つまり、この追憶の世界では自分が作った物は自由に壊せるわけではないのだ。

そして私は放射能がどうやって無害化されるかなんて知識を持ってる訳ではない。

半減期とかがあるのは知ってるけど…数千年単位だった筈だし無理だ。

よって現段階で放射能を消失させる方法は一つ。

この魔法自体を解除して消失させる方法のみ。

つまりこの戦闘が終わった時…だ。

放射能の恐怖は散々テレビでもネットでも知ってるからなるべく触れない様にするけど、戦闘の都合でそりゃあ触れることになるでしょ。

だからどうしても体に悪影響が出る前に急いで消失させなきゃいけない。

従ってどう足掻いてもこの試合は『短期決戦』になる。

しかも見た感じ、思ったより効果なさそうだし…


まあ幸いにも身動ぎ(みじろぎ)はしたから、外部には現れてないだけで、内部には効果があったんだろう。

まあどっちにしろ、だ。

ここからは超特急(ASAP)で試合に蹴りをつける!


え、ASAPってどういう意味かって?


As(なる) Soon(べく) As(一瞬で) Possible(終わらせる)だよ!!…っと」


右手から振り下ろされる剣をクレルモンで逸らし、距離を取る。


さてさてさて。

命の危機故か上がってきたテンションをそのままに、次の創作物をイメージする。


そして次に私が作り出す物は現実…元の世界には存在しなかった物だ。

けれども、元の世界でも『その現象』を見る事が出来…そして誰しも一度は憧れを覚えた物である。


つまり…元の世界では空想上でしかなかった『魔法』をこの世界に取り入れる!

え、この世界には既に魔法があるって?

何を(おっしゃ)いますか。

追憶の世界(ロスト・ワールド)』はイメージとmpさえ許せば文字通り何でも(・・・)再現可能だ。

それは創作上(アニメ)の物だろうと架空(マンガ)の物だろうと関係ない。

つまりはそういうこと。


ご存知の通り、アニメ等で取り上げられる魔法は大量に…それこそ星の数程あるけど、私が細部まで覚えていてかつ今即興でイメージをこの空間上に補完できる物は数少ない。

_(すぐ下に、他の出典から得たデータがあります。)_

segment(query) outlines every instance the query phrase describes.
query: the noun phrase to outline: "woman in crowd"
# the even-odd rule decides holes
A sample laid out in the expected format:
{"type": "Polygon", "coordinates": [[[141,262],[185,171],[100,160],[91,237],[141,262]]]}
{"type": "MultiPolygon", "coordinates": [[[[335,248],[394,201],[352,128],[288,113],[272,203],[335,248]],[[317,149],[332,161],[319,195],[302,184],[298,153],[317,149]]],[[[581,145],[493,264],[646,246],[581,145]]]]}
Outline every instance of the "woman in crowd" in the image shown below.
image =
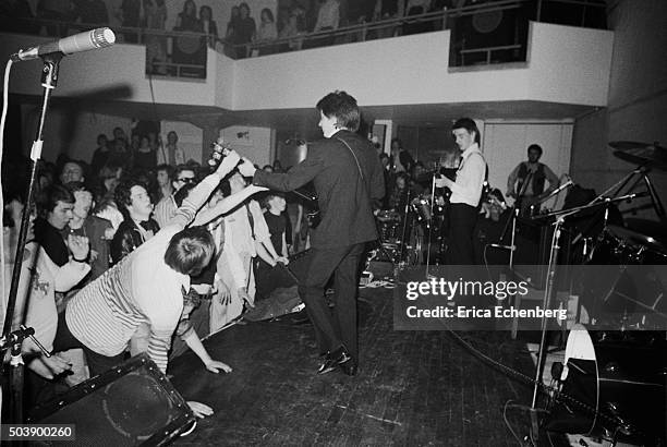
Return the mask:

そして更にその上、このエネステラに効果のありそうな物なんてほぼないだろう。

しかしそれはlittleな(ほぼない)だけでno(ゼロ)じゃない。

思い付いた時に、有用だと思った時に惜しまず使っていけ!

出し惜しみも保険も全部世界の端に投げ捨てて、後で回収しよう!


最初の一発はド派手に行くよ…!


「即興補完魔法『エクスプロージョン』!!!」


今までビルを崩して来た爆発とは別の理論で動く爆発を…『魔法』に起源を置く爆発を『相手の内部の隙間』に起こす。

されど私の即興補完(そうさく)魔法はこれだけじゃない。

次は王道オブ王道。湖の勇者を起源とする英雄物語に出てくる聖剣だ!


「即興補完魔法『エクスカリバー』!!」


アーサー王の聖剣を元祖とし恐らく世界で一番有名な剣の名前を呼び、青いオーラを纏った聖剣(クレルモン)が自動で『魔法として』振り下ろされる。


…やっぱり即興補完魔法は色々な様相を同時に再現して作り出してる以上、mpの消費が尋常じゃなく速い。

現に今の二つの『魔法』で私のmpはほぼ0になったのでポーションを飲んでmp回復しながらエネステラの様子を伺う。

流石のエネステラと言えども、あの『魔法』を二つ喰らって無傷ではいられなかったのか所々を負傷し、聖剣(クレルモン)が直撃した顔(部分)はかなり抉れている。

そしてその抉れた部分からコアらしき物が覗く。

しかしその傷も数秒で元に戻る…が恐らくこの『修復』は金属を吸収した時と違ってhpは回復してない。

じゃないと金属を吸収する意味がないからだ。

だから順調にダメージは稼げてる。

エネステラだって無限の体力を持つ訳じゃない。

なら、高々有限回殴れば機能停止する。

それに放射能の影響なのか再生した部分が微妙に脆そうな見た目になってる。


これは───

考えが纏まった丁度その時。

この戦闘が始まってから二回目の機械音声が聞こえた。